Visit the CPPE website for more information about PCPEP.
There is a list on the website about which prior qualifications would be exempt from this. It requires 28 days of study over 18 months. See the Primary Care Pharmacy Association (PCPA) website for more information.
Where a PCN employs or engages one or more clinical pharmacist under ARRS, the PCN must ensure that each clinical pharmacist has the following key responsibilities in relation to delivering health services:
- work as part of a multi-disciplinary team in a patient facing role to clinically assess and treat patients using their expert knowledge of medicines for specific disease areas;
- be a prescriber, or completing training to become a prescriber, and work with and alongside the general practice team;
- be responsible for the care management of patients with chronic diseases and undertake clinical medication reviews to proactively manage people with complex polypharmacy, especially the elderly, people in care homes, those with multiple co-morbidities (in particular frailty, COPD and asthma), and people with learning disabilities or autism (through the Stop Over Medication Programme (STOMP));
- provide specialist expertise in the use of medicines while helping to address both the public health and social care needs of patients at the PCN’s practice(s) and to help in tackling inequalities;
- provide leadership on person-centred medicines optimisation (including ensuring prescribers in the practice conserve antibiotics in line with local antimicrobial stewardship guidance) and quality improvement, while contributing to the quality and outcomes framework and enhanced services;
- through structured medication reviews, support patients to take their medications to get the best from them, reduce waste and promote self-care;
- have a leadership role in supporting further integration of general practice with the wider healthcare teams (including community and hospital pharmacy) to help improve patient outcomes, ensure better access to healthcare and help manage general practice workload;
- develop relationships and work closely with other pharmacy professionals across PCNs and the wider health and social care system;
- take a central role in the clinical aspects of shared care protocols, clinical research with medicines, liaison with specialist pharmacists (including mental health and reduction of inappropriate antipsychotic use in people with learning difficulties), liaison with community pharmacists and anticoagulation;
- be part of a professional clinical network and have access to appropriate clinical supervision.
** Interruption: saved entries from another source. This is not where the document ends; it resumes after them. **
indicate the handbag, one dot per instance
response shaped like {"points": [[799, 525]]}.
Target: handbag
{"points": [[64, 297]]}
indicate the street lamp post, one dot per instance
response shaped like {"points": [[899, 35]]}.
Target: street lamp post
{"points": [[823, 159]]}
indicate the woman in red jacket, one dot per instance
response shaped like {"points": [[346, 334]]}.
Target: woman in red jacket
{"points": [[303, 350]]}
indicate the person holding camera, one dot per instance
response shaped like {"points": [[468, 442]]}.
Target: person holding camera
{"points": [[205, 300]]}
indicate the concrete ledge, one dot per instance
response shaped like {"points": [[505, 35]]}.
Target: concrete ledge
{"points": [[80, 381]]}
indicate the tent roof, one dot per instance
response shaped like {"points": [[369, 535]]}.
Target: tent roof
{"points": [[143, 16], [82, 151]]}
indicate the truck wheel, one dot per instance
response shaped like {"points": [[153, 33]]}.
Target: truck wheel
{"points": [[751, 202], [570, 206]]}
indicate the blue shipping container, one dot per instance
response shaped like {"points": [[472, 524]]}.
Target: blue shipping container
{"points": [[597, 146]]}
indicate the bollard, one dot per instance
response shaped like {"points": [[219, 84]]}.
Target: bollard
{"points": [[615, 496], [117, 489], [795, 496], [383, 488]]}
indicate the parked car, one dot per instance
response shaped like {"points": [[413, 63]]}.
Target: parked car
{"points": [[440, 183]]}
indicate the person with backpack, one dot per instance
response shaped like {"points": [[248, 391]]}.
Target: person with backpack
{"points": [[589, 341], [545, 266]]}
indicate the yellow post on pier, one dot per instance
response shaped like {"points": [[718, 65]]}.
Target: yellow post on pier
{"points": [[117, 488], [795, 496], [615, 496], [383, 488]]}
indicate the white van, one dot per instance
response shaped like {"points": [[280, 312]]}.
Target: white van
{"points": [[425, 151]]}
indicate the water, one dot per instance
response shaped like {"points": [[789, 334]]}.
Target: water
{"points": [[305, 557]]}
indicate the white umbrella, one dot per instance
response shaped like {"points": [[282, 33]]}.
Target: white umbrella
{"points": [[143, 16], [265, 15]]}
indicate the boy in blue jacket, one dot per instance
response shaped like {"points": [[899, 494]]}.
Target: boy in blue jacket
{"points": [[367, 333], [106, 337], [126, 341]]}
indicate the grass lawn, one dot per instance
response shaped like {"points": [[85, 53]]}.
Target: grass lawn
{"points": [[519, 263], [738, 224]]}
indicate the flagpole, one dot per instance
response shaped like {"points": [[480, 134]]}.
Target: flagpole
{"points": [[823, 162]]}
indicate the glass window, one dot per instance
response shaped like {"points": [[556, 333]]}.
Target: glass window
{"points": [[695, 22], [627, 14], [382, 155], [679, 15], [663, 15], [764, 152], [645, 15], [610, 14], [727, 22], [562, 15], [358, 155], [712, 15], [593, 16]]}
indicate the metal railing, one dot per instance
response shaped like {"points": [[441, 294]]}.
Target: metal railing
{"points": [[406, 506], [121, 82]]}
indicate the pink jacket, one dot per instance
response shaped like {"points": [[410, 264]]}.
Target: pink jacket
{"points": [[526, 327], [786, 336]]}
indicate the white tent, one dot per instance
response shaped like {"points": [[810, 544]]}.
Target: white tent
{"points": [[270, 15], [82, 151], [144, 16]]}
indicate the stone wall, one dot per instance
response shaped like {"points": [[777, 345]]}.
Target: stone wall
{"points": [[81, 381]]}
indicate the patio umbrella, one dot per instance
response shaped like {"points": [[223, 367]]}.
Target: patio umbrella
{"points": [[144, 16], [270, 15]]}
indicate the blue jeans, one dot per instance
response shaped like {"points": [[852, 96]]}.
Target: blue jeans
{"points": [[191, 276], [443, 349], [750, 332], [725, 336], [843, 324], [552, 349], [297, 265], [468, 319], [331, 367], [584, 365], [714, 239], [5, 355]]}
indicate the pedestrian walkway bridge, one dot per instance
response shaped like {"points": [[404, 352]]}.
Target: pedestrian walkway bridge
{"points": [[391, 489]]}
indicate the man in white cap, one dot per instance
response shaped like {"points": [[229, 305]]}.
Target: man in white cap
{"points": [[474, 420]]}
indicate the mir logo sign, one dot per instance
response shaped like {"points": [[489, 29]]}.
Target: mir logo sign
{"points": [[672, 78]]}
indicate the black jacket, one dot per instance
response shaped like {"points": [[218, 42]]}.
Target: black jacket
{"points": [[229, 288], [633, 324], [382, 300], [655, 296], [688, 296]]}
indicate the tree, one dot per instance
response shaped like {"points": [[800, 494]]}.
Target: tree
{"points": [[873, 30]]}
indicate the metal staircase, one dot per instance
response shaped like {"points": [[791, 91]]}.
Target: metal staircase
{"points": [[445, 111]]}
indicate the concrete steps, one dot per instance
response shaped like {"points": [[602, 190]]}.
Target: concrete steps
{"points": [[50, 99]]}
Appropriate clinical supervision means that:
- each clinical pharmacist must receive a minimum of one supervision session per month by a senior clinical pharmacist;
- the senior clinical pharmacist must receive a minimum of one supervision session every three months by a GP clinical supervisor;
- each clinical pharmacist will have access to an assigned GP clinical supervisor for support and development;
- a ratio of one senior clinical pharmacist to no more than five junior clinical pharmacists, with appropriate peer support and supervision in place.